C’était simple, le salut est venu par le fait que les char-mans (des hommes qui relèvent du bataillon char NDLR) étaient complètement opposés à toute perspective de coup d l’Etat militaire.  C’est en ce moment que beaucoup d’autres hommes notamment des fantassins sont venus marquer leur opposition à la prise du pouvoir. La majorité avait dit que ce n’était pas un coup d’Etat mais une revendication salariale. Donc, pratiquement, personne ne s’était opposé à cet aspect-là. C’est ce qui a permis au président Conté de repartir sainement vers son camp en ville. Le calme est revenu comme ça. Certains officiers disparus ont réapparu.

Quand le calme est revenu, chacun a repris son travail. On vous avait demandé de faire un rapport ou bien vous-même en aviez déjà rédigé pour la hiérarchie militaire ?

Je n’avais pas eu le temps de faire un quelconque rapport parce que j’étais déjà arrêté. Personne n’est venu me chercher. Nous avons plutôt été convoqués à l’Etat-major pour une réunion. Mais je rappelle qu’avant d’aller à cette réunion, j’avais dit à un de mes officiers que c’est pour nous arrêter, il m’avait dit que ce n’était pas ça. Nous sommes partis effectivement, nous avons été arrêtés. L’officier auquel j’avais fait la confidence m’a rejoint plus tard. Je lui ai alors dit : « tu vois que j’avais raison »

Mon Colonel ! pourquoi vous n’aviez pas pris le large carrément comme l’avaient fait d’autres ?

Bon, je croyais un peu à la valeur de la démocratie naissante. Ensuite n’ayant joué aucun rôle subversif ou instruit à quelqu’un de faire quoi que ce soit dans les évènements des 2 et 3 février. Je pensais bénéficier d’un procès équitable pour me défendre tranquillement et expliquer au moins comment j’avais vécu la scène comme tout le monde. Et l’idée de quitter mon pays ne m’avait jamais traversé la tête. Malheureusement, j’ai été condamné pour tentative de coup d’Etat et destruction d’édifices publics avec d’autres.

Vous avez été trop fataliste….

Pas fataliste mais réaliste

Vous aviez eu droit à un avocat ?

Oui bien sûr, feu Me Bassirou Barry ancien ministre de la justice était mon avocat. Il s’était constitué volontiers pour être mon avocat à titre gratuit. Pour la petite histoire ; des liens sont nés entre ma famille et celle Me Bassirou Barry. Son père avait offert l’hospitalité à mon grand-père ancien canton interdit de séjour à Kébaly par le colon blanc. Nous avons gardé cette amitié. A mon tour, il m’a défendu au procès. Ça veut dire les Barry ont sauvé deux fois les Sow (éclats de rire).

Le président Conté s’était rendu, le ministre de la défense s’était fait capturer. Un comité de salut public avait dressé une liste de militaires considérés comme les Maîtres de Conakry. Une confusion était là. Est-ce que votre nom y figurait ?

Non pas du tout, mon nom n’y était pas. Je n’étais ni acteur ni meneur des évènements.
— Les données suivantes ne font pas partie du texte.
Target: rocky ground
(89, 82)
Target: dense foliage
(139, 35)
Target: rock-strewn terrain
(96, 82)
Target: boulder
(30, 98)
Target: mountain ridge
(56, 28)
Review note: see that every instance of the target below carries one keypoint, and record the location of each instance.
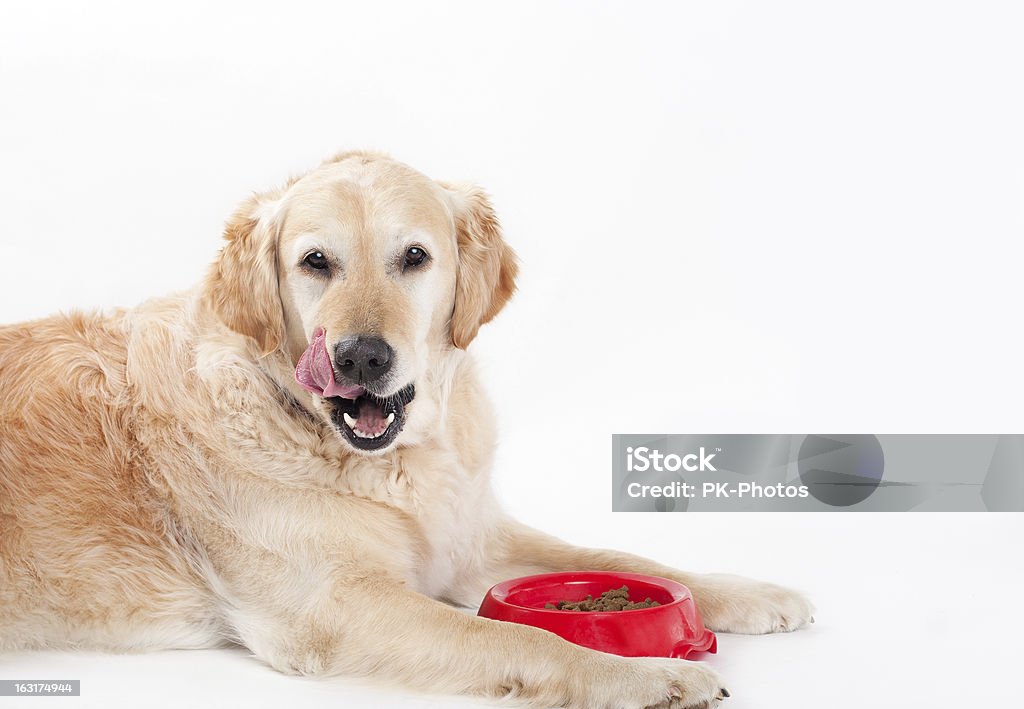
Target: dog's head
(370, 270)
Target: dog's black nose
(363, 360)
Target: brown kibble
(614, 599)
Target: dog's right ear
(486, 266)
(242, 287)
Vous étiez commandant lors des évènements des 2 et 3 Février 1996. Vous avez été tristement célèbre. Depuis, quand tu dis Yaya Sow, des cœurs tremblent. L’idée qui revient à tous, c’est le lanceur d’obus sur le palais des Nations. Comment vivez-vous cela 28 ans après ?

Bon ! de toutes les façons, ce que vous venez d’affirmer relève disons de la légende. Un procès a été fait dans ce sens, ceux qui avaient eu la chance d’être dans la salle d’audience avaient compris ce qui s’était passé. Malheureusement pour nous, ce procès n’était pas public. En fait, les débats ou ce qui se disait n’étaient pas reportés à la radio et à la télé. C’est pourquoi une bonne partie du public ignore encore ce qui s’était réellement passé. Pour mémoire à la barre, un certain Wanwaran (le nom d’un artilleur NDLR) avait déclaré que c’était lui le responsable du bombardement du palais. Je ne perds pas du temps à contredire la légende parce que si une légende est créée il est difficile de s’en défaire.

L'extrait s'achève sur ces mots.